Tasks and Channels - 2023.2 English

Vitis High-Level Synthesis User Guide (UG1399)

Document ID

UG1399

Release Date

2023-12-18

Version

2023.2 English

The original DATAFLOW model lets you write sequential functions, and then requires the AMD Vitis™ HLS tool to identify dataflow processes (tasks) and make them parallel, analyze and manage dependencies, perform scalar propagation and optimizations such as array-to-stream. Alternatively, the use of hls::task objects requires you to explicitly instantiate tasks and channels, managing parallelization yourself in your algorithm design. The purpose of hls::task is to define a programming model that supports parallel tasks using only streaming data channels. Tasks are not controlled by function call/return, but run whenever data is present in the input streams.

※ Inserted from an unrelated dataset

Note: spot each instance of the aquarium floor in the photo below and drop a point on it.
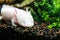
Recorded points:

Tip: The hls::task library provides concurrent semantics so that the C-simulation will be consistent with the RTL. This eliminates some of the problems with the sequential dataflow model.

The following is an example of tasks and channels. You can see that only streaming interfaces (hls::stream or hls::stream_of_blocks) are used. You can also see that the top-level function defines the tasks and stream channels using the hls_thread_local keyword.

void func1(hls::stream<int> &in, hls::stream<int> &out1, hls::stream<int> &out2) {
  int data = in.read();
  if (data >= 10)
    out1.write(data);
  else
    out2.write(data);
}
void func2(hls::stream<int> &in, hls::stream<int> &out) {
  out.write(in.read() + 1);
}
void func3(hls::stream<int> &in, hls::stream<int> &out) {
  out.write(in.read() + 2);
}
void top-func(hls::stream<int> &in, hls::stream<int> &out1, hls::stream<int> &out2) {
  hls_thread_local hls::stream<int> s1; // channel connecting t1 and t2
  hls_thread_local hls::stream<int> s2; // channel connecting t1 and t3
 
  hls_thread_local hls::task t1(func1, in, s1, s2); // t1 infinitely runs func1, with input in and outputs s1 and s2
  hls_thread_local hls::task t2(func2, s1, out1);   // t2 infinitely runs func2, with input s1 and output out1
  hls_thread_local hls::task t3(func3, s2, out2);   // t3 infinitely runs func3, with input s2 and output out2
}

The hls::task objects are variables that should be declared as hls_thread_local to keep the variable and the underlying thread alive across multiple calls of the instantiating function (top_func) in the example above. The task objects implicitly manage a thread that runs a function continuously, such as func1, func2, or func3 in the example above. The function is the task body, and has an implicit infinite loop around it.

Each hls::task must be passed a set of arguments that include the function name, input and output channels hls::streams or hls::stream_of_blocks. hls::task objects typically only read and write streaming channels hls::stream and hls::stream_of_blocks.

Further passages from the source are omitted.